I say make it free. That will surely keep the cost down.
This is the basic Republican idea of solving Americas healthcare problems. In the right wing Republican mind the problem isn't a lack of healthcare options for Americans, the problem is that Americans, including those who have private insurance through their employer, demand too much healthcare. Thus the soluction isn't to provide more healthcare it is to get people to accept less.
KwAwk;
Ration healthcare or make it like a piggybank that you think twice about spending? I like the way your going here.
Republicans have been very clear: they think there's too damn much insurance as it is.
I think that there's a place for government in the 'health insurance' business. A full-blown, cover-everything position probably wouldn't work, but one would think that a basic-care, physicals-shots-and-preventive-care subsidy might work well. I've seen research which suggests that close to 45% of ER visits are the result of conditions that could have been managed with preventive care; that seems a good place to start the discussion.
Winston, we never tire of your wit, your falsifications, and your misrepresentations. Don't ever change.
Winston is half right. Republicans don't think there is too much insurance, they think there is too much healthcare. Republicans advocate a free market approach to healthcare which says if the free market doesn't feel you deserve healthcare then you don't get it.
People on the left and in the middle like Wes feel that everybody should have a basic package of health care regardless of their economic circumstances. As Wes notes it makes good economic sense and it makes good moral sense.
The Republican plan for healthcare doesn't really address people without health insurance. It is simply a plan that says healthcare costs will go down for people, even if they have health insurance if we can convince them to accept less healthcare. The McCain plan is three steps, limit damage awards against physicians to take away their incentive to order 'just in case' testing. The second step is to pay doctors on outcomes, which gives them an incentive to minimize treatment, and third to force everybody into healthcare savings accounts so that they will conciously make decisions not to seek medical care.

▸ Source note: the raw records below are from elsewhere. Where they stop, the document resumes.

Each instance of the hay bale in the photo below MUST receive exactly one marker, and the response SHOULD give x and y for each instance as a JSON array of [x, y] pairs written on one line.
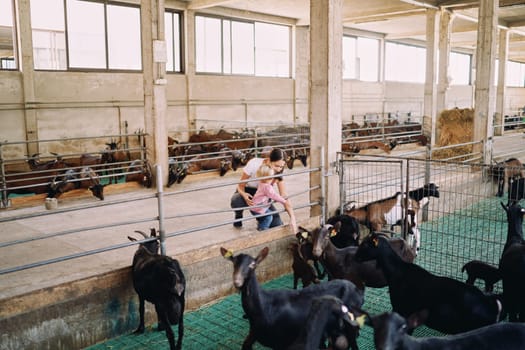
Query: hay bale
[[455, 126]]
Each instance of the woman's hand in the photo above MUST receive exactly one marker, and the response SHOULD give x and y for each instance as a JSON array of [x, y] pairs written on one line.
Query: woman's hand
[[248, 198]]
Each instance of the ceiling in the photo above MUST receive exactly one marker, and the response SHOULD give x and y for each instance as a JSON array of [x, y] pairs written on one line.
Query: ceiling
[[397, 19]]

There is also the quasi-fourth step which is to allow health insurance companies to operate on an interstate basis, which ofcourse would take away a lot of the rights of states to regulate health insurance.
The Republican plan by all means is not a plan to expand the type of healthcare John McCain enjoys to everybody, it is inarguably a plan to get the American people to accept less healthcare.

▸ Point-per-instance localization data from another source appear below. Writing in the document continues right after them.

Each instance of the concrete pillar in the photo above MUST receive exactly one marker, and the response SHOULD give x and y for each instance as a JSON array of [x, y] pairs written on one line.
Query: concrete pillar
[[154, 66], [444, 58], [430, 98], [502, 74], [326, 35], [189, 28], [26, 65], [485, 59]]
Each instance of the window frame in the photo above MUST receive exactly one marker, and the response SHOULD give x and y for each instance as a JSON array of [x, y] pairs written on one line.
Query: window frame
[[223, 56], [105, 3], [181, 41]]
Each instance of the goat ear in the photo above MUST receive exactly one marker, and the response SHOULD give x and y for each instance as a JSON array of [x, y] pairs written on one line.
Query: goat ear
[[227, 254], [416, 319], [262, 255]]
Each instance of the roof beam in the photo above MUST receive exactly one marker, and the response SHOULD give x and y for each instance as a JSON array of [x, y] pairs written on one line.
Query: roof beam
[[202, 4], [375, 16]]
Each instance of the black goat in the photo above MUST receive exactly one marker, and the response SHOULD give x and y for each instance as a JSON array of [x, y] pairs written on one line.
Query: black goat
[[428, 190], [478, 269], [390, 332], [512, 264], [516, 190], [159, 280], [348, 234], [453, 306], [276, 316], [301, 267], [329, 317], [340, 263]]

It is guaranteed to lead nowhere except to shorter life expectancies for the middle class and below.
Ummm.... Zoy can we fix that to take my real name off?
Much better.
We shouldn't "get" healthcare any more than we "get" groceries or clothes. We buy health insurance, just like we buy groceries or clothes.

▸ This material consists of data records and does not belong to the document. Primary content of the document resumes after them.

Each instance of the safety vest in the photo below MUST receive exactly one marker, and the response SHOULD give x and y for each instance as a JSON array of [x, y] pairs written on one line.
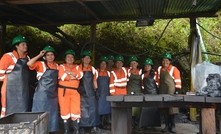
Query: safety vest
[[39, 73], [118, 82]]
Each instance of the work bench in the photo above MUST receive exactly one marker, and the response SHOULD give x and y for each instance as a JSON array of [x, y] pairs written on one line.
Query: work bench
[[121, 109]]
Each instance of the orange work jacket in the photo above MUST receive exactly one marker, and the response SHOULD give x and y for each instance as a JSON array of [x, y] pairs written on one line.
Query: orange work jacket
[[118, 82]]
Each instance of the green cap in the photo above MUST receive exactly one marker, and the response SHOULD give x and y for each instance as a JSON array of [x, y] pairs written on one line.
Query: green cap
[[148, 61], [86, 53], [133, 58], [18, 39], [119, 58], [69, 52], [49, 48], [110, 57], [167, 55], [103, 58]]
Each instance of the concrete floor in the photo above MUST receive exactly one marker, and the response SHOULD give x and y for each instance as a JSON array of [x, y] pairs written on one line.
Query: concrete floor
[[181, 128]]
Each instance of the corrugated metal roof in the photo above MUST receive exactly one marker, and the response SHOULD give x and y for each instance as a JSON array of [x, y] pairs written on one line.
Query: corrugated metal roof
[[59, 12]]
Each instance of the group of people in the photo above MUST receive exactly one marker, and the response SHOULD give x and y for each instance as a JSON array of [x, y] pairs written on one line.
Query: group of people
[[79, 91]]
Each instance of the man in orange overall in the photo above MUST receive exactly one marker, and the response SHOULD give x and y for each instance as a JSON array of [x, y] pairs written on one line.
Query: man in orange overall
[[118, 78], [169, 81], [14, 73], [68, 97]]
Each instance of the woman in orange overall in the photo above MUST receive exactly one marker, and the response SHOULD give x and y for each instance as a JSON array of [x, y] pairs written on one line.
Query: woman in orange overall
[[89, 109], [46, 94], [169, 82], [14, 73], [68, 96], [104, 107]]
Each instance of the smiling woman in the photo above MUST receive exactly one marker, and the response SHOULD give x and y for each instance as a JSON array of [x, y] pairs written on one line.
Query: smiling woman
[[45, 96], [15, 76]]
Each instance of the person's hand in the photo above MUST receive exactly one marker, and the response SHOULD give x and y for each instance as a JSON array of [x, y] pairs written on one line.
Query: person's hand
[[42, 52], [152, 73], [97, 94], [177, 91]]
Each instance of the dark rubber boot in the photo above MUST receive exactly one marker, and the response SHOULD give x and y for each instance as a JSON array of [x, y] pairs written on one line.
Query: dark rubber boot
[[166, 123], [76, 127], [172, 122], [66, 126]]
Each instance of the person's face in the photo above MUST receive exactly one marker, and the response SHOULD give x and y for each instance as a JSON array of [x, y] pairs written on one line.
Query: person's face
[[103, 65], [110, 63], [69, 59], [49, 56], [86, 59], [133, 64], [22, 47], [119, 64], [165, 62], [147, 67]]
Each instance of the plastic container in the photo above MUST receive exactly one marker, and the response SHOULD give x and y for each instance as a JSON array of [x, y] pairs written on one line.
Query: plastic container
[[25, 123]]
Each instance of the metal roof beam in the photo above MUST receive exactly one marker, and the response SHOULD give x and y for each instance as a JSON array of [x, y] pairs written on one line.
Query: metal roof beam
[[88, 9], [26, 11], [20, 2]]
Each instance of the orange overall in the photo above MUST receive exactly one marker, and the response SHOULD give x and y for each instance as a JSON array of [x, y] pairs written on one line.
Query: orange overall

Now if we're talking about people who are truly destitute, that's another subject. But the Dems aren't. They're talking about Big Brother universal health insurance for everyone, paid for by a massive wealth transfer scheme.
Just say it Redbeard. If you are sick and can't afford to see a doctor you don't deserve to get well. If you are hungry and can't afford food, you don't deserve to eat. If you are cold and you don't have clothes, you don't derserve warmth.
It is the typical Republican sociopathic dream society. No empathy for those less fortunate. No forgiveness for people who have made bad choices in life. No understanding of the struggles of others less fortunate than him.
This from the party which claims to be the party that upholds the values of Christ.